Accordingly, the Claimant could not be said to be relying on any fact not already put in issue by the claim or the Amended Defence. Given that, in light of the Amended Defence, the trial judge would be required to consider whether the Deed of Agreement could exclude fraud or unknown claims, the trial judge would have to consider the background context and circumstances in which the Deed of Agreement was entered into. This would cover the “same or substantially the same facts and matters” as would require investigation for the purpose of determining the applicant’s proposed new claims in misrepresentation, rescission, and damages.

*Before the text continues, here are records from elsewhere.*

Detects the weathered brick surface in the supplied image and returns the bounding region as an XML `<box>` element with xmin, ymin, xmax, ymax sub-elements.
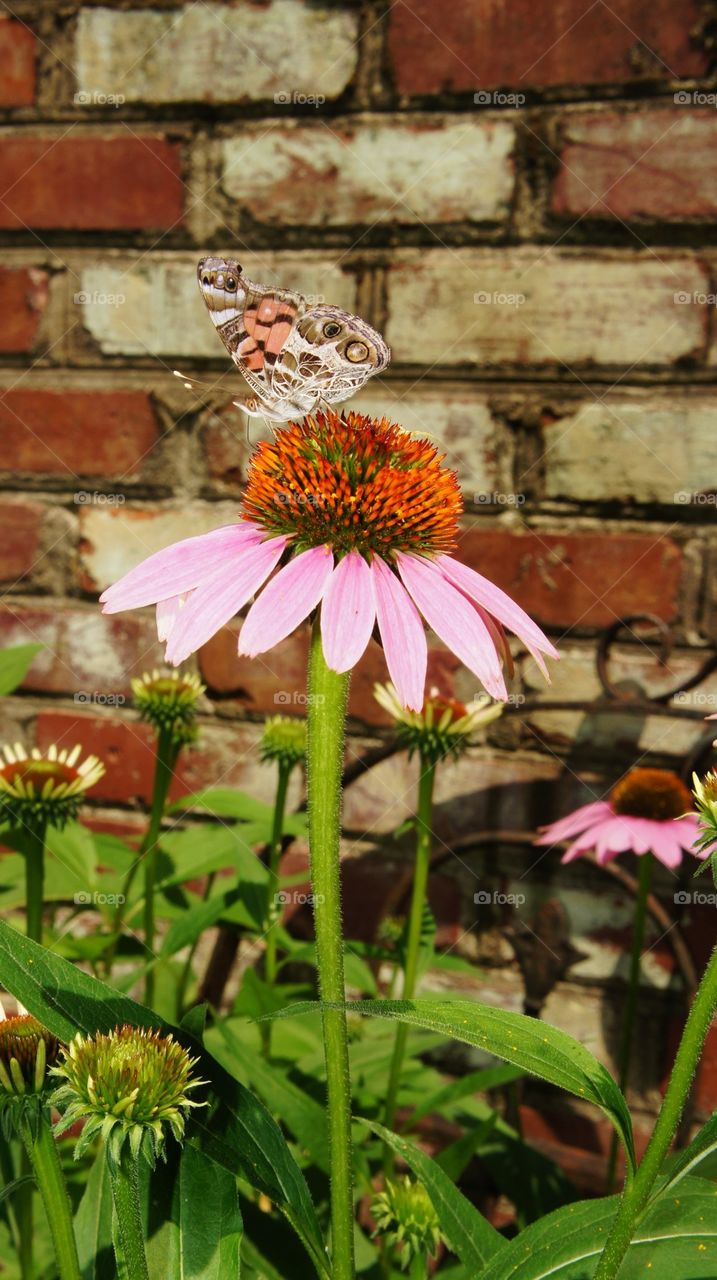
<box><xmin>0</xmin><ymin>131</ymin><xmax>183</xmax><ymax>230</ymax></box>
<box><xmin>76</xmin><ymin>0</ymin><xmax>359</xmax><ymax>109</ymax></box>
<box><xmin>460</xmin><ymin>529</ymin><xmax>682</xmax><ymax>628</ymax></box>
<box><xmin>0</xmin><ymin>600</ymin><xmax>164</xmax><ymax>710</ymax></box>
<box><xmin>544</xmin><ymin>396</ymin><xmax>717</xmax><ymax>504</ymax></box>
<box><xmin>0</xmin><ymin>384</ymin><xmax>159</xmax><ymax>481</ymax></box>
<box><xmin>552</xmin><ymin>111</ymin><xmax>717</xmax><ymax>220</ymax></box>
<box><xmin>79</xmin><ymin>500</ymin><xmax>237</xmax><ymax>591</ymax></box>
<box><xmin>391</xmin><ymin>0</ymin><xmax>707</xmax><ymax>93</ymax></box>
<box><xmin>74</xmin><ymin>253</ymin><xmax>356</xmax><ymax>360</ymax></box>
<box><xmin>0</xmin><ymin>14</ymin><xmax>37</xmax><ymax>106</ymax></box>
<box><xmin>387</xmin><ymin>248</ymin><xmax>709</xmax><ymax>374</ymax></box>
<box><xmin>0</xmin><ymin>266</ymin><xmax>49</xmax><ymax>355</ymax></box>
<box><xmin>222</xmin><ymin>116</ymin><xmax>515</xmax><ymax>225</ymax></box>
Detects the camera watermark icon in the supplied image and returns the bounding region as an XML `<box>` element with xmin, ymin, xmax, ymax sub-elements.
<box><xmin>675</xmin><ymin>689</ymin><xmax>717</xmax><ymax>707</ymax></box>
<box><xmin>472</xmin><ymin>492</ymin><xmax>525</xmax><ymax>507</ymax></box>
<box><xmin>72</xmin><ymin>489</ymin><xmax>127</xmax><ymax>507</ymax></box>
<box><xmin>73</xmin><ymin>88</ymin><xmax>127</xmax><ymax>106</ymax></box>
<box><xmin>73</xmin><ymin>888</ymin><xmax>127</xmax><ymax>906</ymax></box>
<box><xmin>72</xmin><ymin>689</ymin><xmax>127</xmax><ymax>707</ymax></box>
<box><xmin>472</xmin><ymin>289</ymin><xmax>526</xmax><ymax>307</ymax></box>
<box><xmin>472</xmin><ymin>88</ymin><xmax>526</xmax><ymax>106</ymax></box>
<box><xmin>274</xmin><ymin>689</ymin><xmax>325</xmax><ymax>707</ymax></box>
<box><xmin>672</xmin><ymin>489</ymin><xmax>717</xmax><ymax>507</ymax></box>
<box><xmin>274</xmin><ymin>490</ymin><xmax>325</xmax><ymax>507</ymax></box>
<box><xmin>274</xmin><ymin>90</ymin><xmax>326</xmax><ymax>106</ymax></box>
<box><xmin>274</xmin><ymin>888</ymin><xmax>325</xmax><ymax>908</ymax></box>
<box><xmin>472</xmin><ymin>888</ymin><xmax>525</xmax><ymax>906</ymax></box>
<box><xmin>672</xmin><ymin>88</ymin><xmax>717</xmax><ymax>106</ymax></box>
<box><xmin>72</xmin><ymin>289</ymin><xmax>127</xmax><ymax>307</ymax></box>
<box><xmin>672</xmin><ymin>289</ymin><xmax>717</xmax><ymax>307</ymax></box>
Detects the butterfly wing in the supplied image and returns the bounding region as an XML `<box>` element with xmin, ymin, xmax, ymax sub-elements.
<box><xmin>197</xmin><ymin>257</ymin><xmax>391</xmax><ymax>421</ymax></box>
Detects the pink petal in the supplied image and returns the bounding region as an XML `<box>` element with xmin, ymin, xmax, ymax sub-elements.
<box><xmin>535</xmin><ymin>800</ymin><xmax>612</xmax><ymax>845</ymax></box>
<box><xmin>100</xmin><ymin>521</ymin><xmax>262</xmax><ymax>613</ymax></box>
<box><xmin>156</xmin><ymin>593</ymin><xmax>187</xmax><ymax>640</ymax></box>
<box><xmin>397</xmin><ymin>552</ymin><xmax>508</xmax><ymax>701</ymax></box>
<box><xmin>239</xmin><ymin>547</ymin><xmax>334</xmax><ymax>658</ymax></box>
<box><xmin>321</xmin><ymin>552</ymin><xmax>376</xmax><ymax>671</ymax></box>
<box><xmin>371</xmin><ymin>556</ymin><xmax>428</xmax><ymax>712</ymax></box>
<box><xmin>437</xmin><ymin>556</ymin><xmax>560</xmax><ymax>672</ymax></box>
<box><xmin>166</xmin><ymin>538</ymin><xmax>287</xmax><ymax>667</ymax></box>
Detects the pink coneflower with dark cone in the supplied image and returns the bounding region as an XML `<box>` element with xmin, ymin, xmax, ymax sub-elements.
<box><xmin>101</xmin><ymin>411</ymin><xmax>557</xmax><ymax>710</ymax></box>
<box><xmin>536</xmin><ymin>768</ymin><xmax>705</xmax><ymax>870</ymax></box>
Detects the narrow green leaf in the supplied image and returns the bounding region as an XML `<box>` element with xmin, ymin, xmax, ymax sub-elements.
<box><xmin>0</xmin><ymin>920</ymin><xmax>328</xmax><ymax>1275</ymax></box>
<box><xmin>74</xmin><ymin>1151</ymin><xmax>115</xmax><ymax>1280</ymax></box>
<box><xmin>210</xmin><ymin>1023</ymin><xmax>329</xmax><ymax>1172</ymax></box>
<box><xmin>361</xmin><ymin>1119</ymin><xmax>506</xmax><ymax>1277</ymax></box>
<box><xmin>277</xmin><ymin>1000</ymin><xmax>635</xmax><ymax>1167</ymax></box>
<box><xmin>476</xmin><ymin>1178</ymin><xmax>717</xmax><ymax>1280</ymax></box>
<box><xmin>0</xmin><ymin>644</ymin><xmax>44</xmax><ymax>698</ymax></box>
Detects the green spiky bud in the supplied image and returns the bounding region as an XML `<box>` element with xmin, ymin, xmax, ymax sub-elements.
<box><xmin>51</xmin><ymin>1027</ymin><xmax>206</xmax><ymax>1167</ymax></box>
<box><xmin>259</xmin><ymin>716</ymin><xmax>306</xmax><ymax>769</ymax></box>
<box><xmin>131</xmin><ymin>668</ymin><xmax>206</xmax><ymax>745</ymax></box>
<box><xmin>374</xmin><ymin>685</ymin><xmax>503</xmax><ymax>765</ymax></box>
<box><xmin>371</xmin><ymin>1175</ymin><xmax>443</xmax><ymax>1271</ymax></box>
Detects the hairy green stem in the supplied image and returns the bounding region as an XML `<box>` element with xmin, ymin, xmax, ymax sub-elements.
<box><xmin>260</xmin><ymin>764</ymin><xmax>291</xmax><ymax>1057</ymax></box>
<box><xmin>383</xmin><ymin>759</ymin><xmax>435</xmax><ymax>1152</ymax></box>
<box><xmin>307</xmin><ymin>621</ymin><xmax>355</xmax><ymax>1280</ymax></box>
<box><xmin>594</xmin><ymin>947</ymin><xmax>717</xmax><ymax>1280</ymax></box>
<box><xmin>23</xmin><ymin>823</ymin><xmax>47</xmax><ymax>942</ymax></box>
<box><xmin>142</xmin><ymin>728</ymin><xmax>177</xmax><ymax>1009</ymax></box>
<box><xmin>108</xmin><ymin>1147</ymin><xmax>150</xmax><ymax>1280</ymax></box>
<box><xmin>607</xmin><ymin>852</ymin><xmax>654</xmax><ymax>1196</ymax></box>
<box><xmin>20</xmin><ymin>1115</ymin><xmax>81</xmax><ymax>1280</ymax></box>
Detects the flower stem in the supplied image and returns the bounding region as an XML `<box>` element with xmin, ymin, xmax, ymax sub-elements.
<box><xmin>108</xmin><ymin>1148</ymin><xmax>150</xmax><ymax>1280</ymax></box>
<box><xmin>307</xmin><ymin>622</ymin><xmax>355</xmax><ymax>1280</ymax></box>
<box><xmin>594</xmin><ymin>947</ymin><xmax>717</xmax><ymax>1280</ymax></box>
<box><xmin>142</xmin><ymin>728</ymin><xmax>177</xmax><ymax>1009</ymax></box>
<box><xmin>20</xmin><ymin>1114</ymin><xmax>79</xmax><ymax>1280</ymax></box>
<box><xmin>607</xmin><ymin>852</ymin><xmax>654</xmax><ymax>1196</ymax></box>
<box><xmin>24</xmin><ymin>823</ymin><xmax>47</xmax><ymax>942</ymax></box>
<box><xmin>384</xmin><ymin>758</ymin><xmax>435</xmax><ymax>1152</ymax></box>
<box><xmin>260</xmin><ymin>764</ymin><xmax>291</xmax><ymax>1057</ymax></box>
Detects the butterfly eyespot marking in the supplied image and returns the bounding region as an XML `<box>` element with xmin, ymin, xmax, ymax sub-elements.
<box><xmin>346</xmin><ymin>342</ymin><xmax>369</xmax><ymax>365</ymax></box>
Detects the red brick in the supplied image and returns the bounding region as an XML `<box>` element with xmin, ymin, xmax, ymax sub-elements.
<box><xmin>458</xmin><ymin>529</ymin><xmax>682</xmax><ymax>627</ymax></box>
<box><xmin>0</xmin><ymin>15</ymin><xmax>37</xmax><ymax>106</ymax></box>
<box><xmin>0</xmin><ymin>600</ymin><xmax>164</xmax><ymax>709</ymax></box>
<box><xmin>0</xmin><ymin>266</ymin><xmax>47</xmax><ymax>355</ymax></box>
<box><xmin>36</xmin><ymin>710</ymin><xmax>274</xmax><ymax>805</ymax></box>
<box><xmin>552</xmin><ymin>105</ymin><xmax>717</xmax><ymax>220</ymax></box>
<box><xmin>0</xmin><ymin>387</ymin><xmax>159</xmax><ymax>476</ymax></box>
<box><xmin>0</xmin><ymin>500</ymin><xmax>45</xmax><ymax>582</ymax></box>
<box><xmin>0</xmin><ymin>133</ymin><xmax>183</xmax><ymax>230</ymax></box>
<box><xmin>389</xmin><ymin>0</ymin><xmax>707</xmax><ymax>93</ymax></box>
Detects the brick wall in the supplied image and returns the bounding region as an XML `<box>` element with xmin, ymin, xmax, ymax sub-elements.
<box><xmin>0</xmin><ymin>0</ymin><xmax>717</xmax><ymax>1141</ymax></box>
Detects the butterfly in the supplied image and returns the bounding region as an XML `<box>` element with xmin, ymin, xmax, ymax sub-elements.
<box><xmin>197</xmin><ymin>257</ymin><xmax>391</xmax><ymax>422</ymax></box>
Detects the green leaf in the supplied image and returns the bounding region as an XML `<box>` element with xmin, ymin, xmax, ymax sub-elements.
<box><xmin>147</xmin><ymin>1142</ymin><xmax>242</xmax><ymax>1280</ymax></box>
<box><xmin>479</xmin><ymin>1178</ymin><xmax>717</xmax><ymax>1280</ymax></box>
<box><xmin>0</xmin><ymin>644</ymin><xmax>45</xmax><ymax>698</ymax></box>
<box><xmin>0</xmin><ymin>920</ymin><xmax>328</xmax><ymax>1275</ymax></box>
<box><xmin>650</xmin><ymin>1112</ymin><xmax>717</xmax><ymax>1202</ymax></box>
<box><xmin>277</xmin><ymin>1000</ymin><xmax>635</xmax><ymax>1167</ymax></box>
<box><xmin>361</xmin><ymin>1119</ymin><xmax>506</xmax><ymax>1277</ymax></box>
<box><xmin>406</xmin><ymin>1066</ymin><xmax>524</xmax><ymax>1129</ymax></box>
<box><xmin>74</xmin><ymin>1151</ymin><xmax>115</xmax><ymax>1280</ymax></box>
<box><xmin>210</xmin><ymin>1021</ymin><xmax>329</xmax><ymax>1172</ymax></box>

The Master held that the Amended Defence put in issue “the same or substantially the same facts and matters” as would be relied upon by the Claimant for their proposed amendment seeking rescission and/or damages. The application in respect of the proposed claims in fraud, rescission, and damages, was therefore allowed.
Commentary
This case is a useful reminder of the gloss that applies to CPR 17.4(2): the relevant “facts and matters” are not limited to those relied upon by the applicant to establish a claim in respect of which they have already claimed a remedy, but extend to the matters “already in issue” on such a claim. They arise from not only the Particulars of Claim and the pleadings, but may be found more broadly by realistically assessing what a trial judge will need to investigate in order to determine the claims. As McCombe LJ stated in Akers v Samba Financial Group (cited at [77]):
“In my judgment, in the vast majority of cases what is “in issue” in an existing claim will usually be determined by examination of the pleadings alone. It will be the primary, and probably the only, source of material for deciding the question. In some cases, however, such as those considered above where, for example, there has been an extensive evidential battle on a summary judgment application or on a jurisdictional question, it may be possible to discern that facts are already in issue in a case prior to being crystallised in formal pleadings.”

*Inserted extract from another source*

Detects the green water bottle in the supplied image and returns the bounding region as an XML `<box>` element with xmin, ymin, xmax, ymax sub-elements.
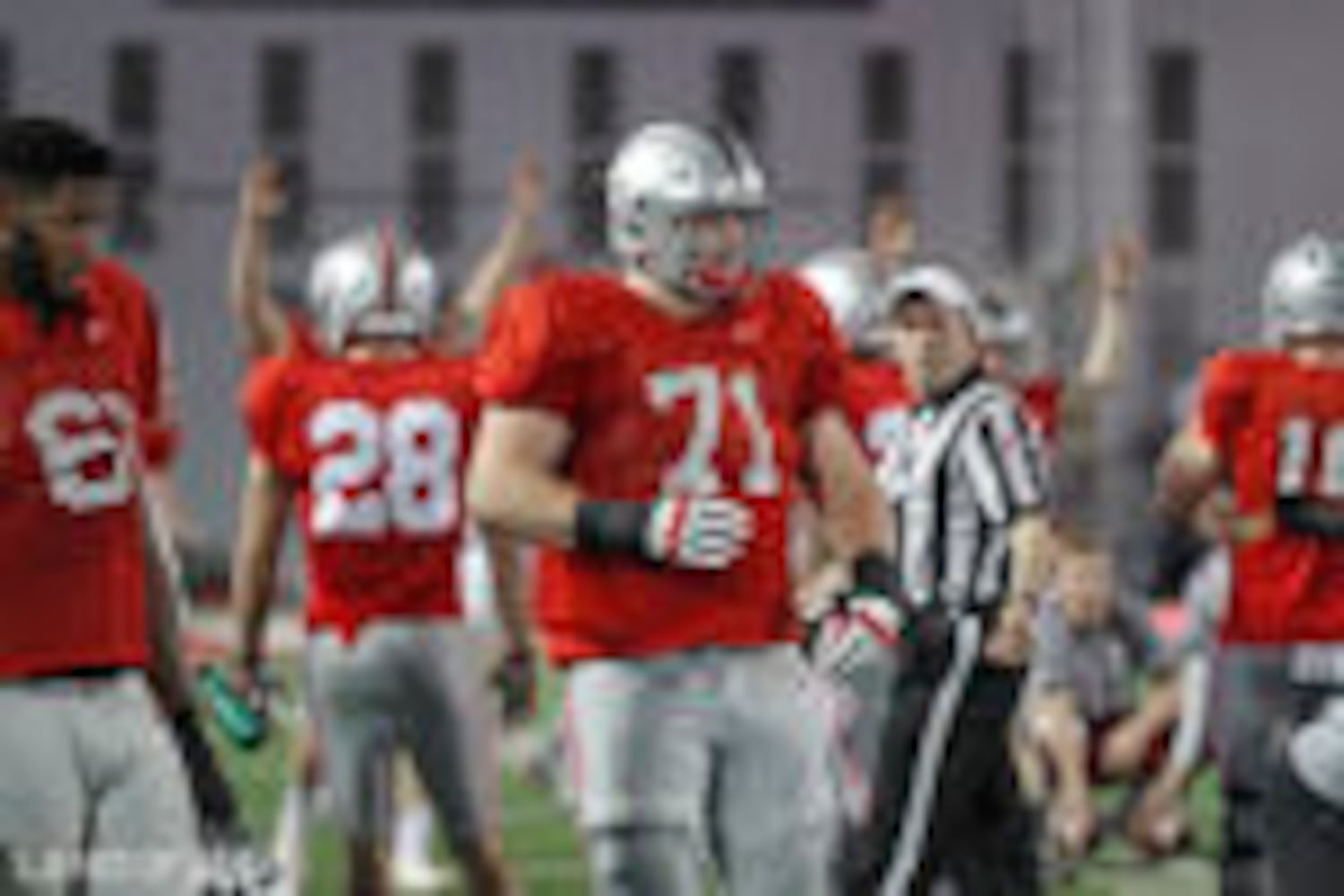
<box><xmin>199</xmin><ymin>664</ymin><xmax>266</xmax><ymax>750</ymax></box>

It is also worth noting that CPR 17.4 (2) and the gloss identified by Brooke LJ in Goode v Martin provides a degree of flexibility. The facts out of which the new claim must arise need not be exactly the same as those already at play. The Master held (at [83]):
“The phrase “substantially the same” does not mean exactly the same. Were it intended to mean exactly the same the additional words would be unnecessary. It is clear from the authorities that the words substantially the same have a purpose and meaning providing some, albeit limited, flexibility.”

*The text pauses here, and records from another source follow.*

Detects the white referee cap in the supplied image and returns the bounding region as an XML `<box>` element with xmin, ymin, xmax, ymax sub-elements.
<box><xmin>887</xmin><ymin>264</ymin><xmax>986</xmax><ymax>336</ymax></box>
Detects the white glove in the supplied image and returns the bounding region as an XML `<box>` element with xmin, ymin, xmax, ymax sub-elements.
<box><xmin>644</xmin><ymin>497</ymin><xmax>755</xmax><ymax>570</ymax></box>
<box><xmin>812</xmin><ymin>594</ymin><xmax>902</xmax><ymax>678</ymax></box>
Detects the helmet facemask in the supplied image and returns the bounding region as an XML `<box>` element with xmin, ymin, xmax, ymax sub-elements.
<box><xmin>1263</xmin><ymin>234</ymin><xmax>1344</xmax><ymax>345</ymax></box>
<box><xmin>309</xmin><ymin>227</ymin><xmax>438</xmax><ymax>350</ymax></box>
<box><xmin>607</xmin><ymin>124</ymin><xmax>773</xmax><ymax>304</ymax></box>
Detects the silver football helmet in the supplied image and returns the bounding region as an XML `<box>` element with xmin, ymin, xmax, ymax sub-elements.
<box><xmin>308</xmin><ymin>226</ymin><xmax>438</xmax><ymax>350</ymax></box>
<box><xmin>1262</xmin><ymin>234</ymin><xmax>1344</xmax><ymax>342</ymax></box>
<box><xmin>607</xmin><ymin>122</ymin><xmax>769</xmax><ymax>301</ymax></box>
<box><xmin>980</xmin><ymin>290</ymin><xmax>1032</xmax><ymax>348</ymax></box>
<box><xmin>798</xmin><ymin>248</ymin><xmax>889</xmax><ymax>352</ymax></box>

More generally, practitioners should be guided by the general principle that the purpose of CPR 17.4(2) is to ensure that amendments to Statements of Case will not have the effect of putting defendants in the position of having to investigate additional facts and evidence unrelated to those that they would reasonably need to investigate anyway to defend the unamended claim.
Importantly, the threshold conditions of CPR17.4(2) are only “the first step to obtaining permission to amend.” As the Master held (at [7]), whether to allow an amendment is ultimately a matter for the discretion of the Court; which must take into account all the circumstances (including the prejudice to each party and the overriding objective to deal with cases justly, efficiently and proportionately), and be satisfied that the amendment has a more than merely fanciful prospect of success.
In exercising its discretion whether or not to allow the amendments, the Court will also have regard to (i) whether the facts and matters to be investigated will have to be investigated anyway, (ii) whether delay or diminution in memory applies to both parties equally, (iii) whether the claim is at an early procedural stage and the impact of the amendments on disclosure and witnesses, (iv) whether there was good reason for the delay in amending, (v) any other unfairness to the parties.